Europe Is Still Ailing

Strategika

Tuesday, June 20, 2017

Image credit: Poster Collection, GE 2678, Hoover Institution Archives.

Recent elections in France, the Netherlands, and Austria, in which Eurosceptic populist and patriotic parties did poorly in national elections, suggest to some that the EU is still strong despite Britain’s vote to leave the union. Yet the problems bedeviling the EU ever since its beginnings in 1992 have not been solved. Nor are they likely to be with just some institutional tweaks and adjustments. “More Europe,” that is, greater centralization of power in Brussels at the expense of the national sovereignty of member states, is not the answer. The flaws in the whole EU project flow from its questionable foundational assumptions.

Those problems have been identified and analyzed for decades. EU economic growth and per capita GDP consistently lag behind those of the U.S., in part because of over-regulated dirigiste economies, over-generous social welfare transfers, expensive retirement benefits, restrictive employment laws, and higher taxes.

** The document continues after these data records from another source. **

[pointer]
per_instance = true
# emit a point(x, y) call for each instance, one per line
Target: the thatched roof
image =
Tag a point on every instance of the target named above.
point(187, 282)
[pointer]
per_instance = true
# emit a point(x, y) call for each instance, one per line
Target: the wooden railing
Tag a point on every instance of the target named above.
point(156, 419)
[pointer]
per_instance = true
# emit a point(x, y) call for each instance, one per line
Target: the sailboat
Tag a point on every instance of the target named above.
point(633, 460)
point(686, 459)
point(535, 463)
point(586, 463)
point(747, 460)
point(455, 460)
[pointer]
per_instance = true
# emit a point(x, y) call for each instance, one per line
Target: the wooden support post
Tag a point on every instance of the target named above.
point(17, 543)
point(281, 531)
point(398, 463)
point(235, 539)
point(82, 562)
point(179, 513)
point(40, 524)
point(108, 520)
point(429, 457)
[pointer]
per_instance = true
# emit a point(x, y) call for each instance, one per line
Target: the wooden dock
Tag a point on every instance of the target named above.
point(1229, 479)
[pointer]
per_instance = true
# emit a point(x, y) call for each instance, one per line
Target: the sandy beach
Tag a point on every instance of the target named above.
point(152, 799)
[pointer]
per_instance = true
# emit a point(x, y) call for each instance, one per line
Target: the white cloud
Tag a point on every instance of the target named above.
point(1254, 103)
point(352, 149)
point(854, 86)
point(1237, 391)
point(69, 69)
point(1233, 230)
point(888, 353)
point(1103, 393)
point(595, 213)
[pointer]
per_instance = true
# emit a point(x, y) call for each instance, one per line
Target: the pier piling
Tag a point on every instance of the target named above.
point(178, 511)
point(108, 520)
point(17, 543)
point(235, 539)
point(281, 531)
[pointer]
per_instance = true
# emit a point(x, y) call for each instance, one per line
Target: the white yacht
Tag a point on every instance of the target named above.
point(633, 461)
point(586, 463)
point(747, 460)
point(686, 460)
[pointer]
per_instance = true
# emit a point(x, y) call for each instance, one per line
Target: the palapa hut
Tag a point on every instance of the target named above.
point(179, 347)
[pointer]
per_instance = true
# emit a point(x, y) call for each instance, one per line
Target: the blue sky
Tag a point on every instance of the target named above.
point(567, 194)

Some countries have addressed these problems, most importantly Germany. But Germany’s economic success has exacerbated the stark contrast with the poorer performing Mediterranean countries. They are still struggling with debt and deficits, and suffering double-digit unemployment rates, particularly among the young, which range from 15 to 25 percent. Germany’s current dominance makes the EU look less like a union of sovereign states and more like a German economic empire.

Particularly ominous is the case of France, the second largest economy in the EU. France is facing cumulative national debt––government, household, and business––that totals 250 percent of its GDP, up 66 percent since 2007. This total does not include unfunded pension and health-care obligations. New president Emmanuel Macron has pledged neoliberal reforms to begin correcting this unsustainable drag on growth, yet previous attempts at even minor changes by French presidents have been met with street demonstrations comprising millions of protestors. It remains questionable whether there is the will among the citizens and their political leaders to face the harsh cuts and painful adjustments necessary to right France’s fiscal ship. Given the size of France’s economy, a fiscal crisis similar to that still troubling Greece will severely stress and further fracture the EU.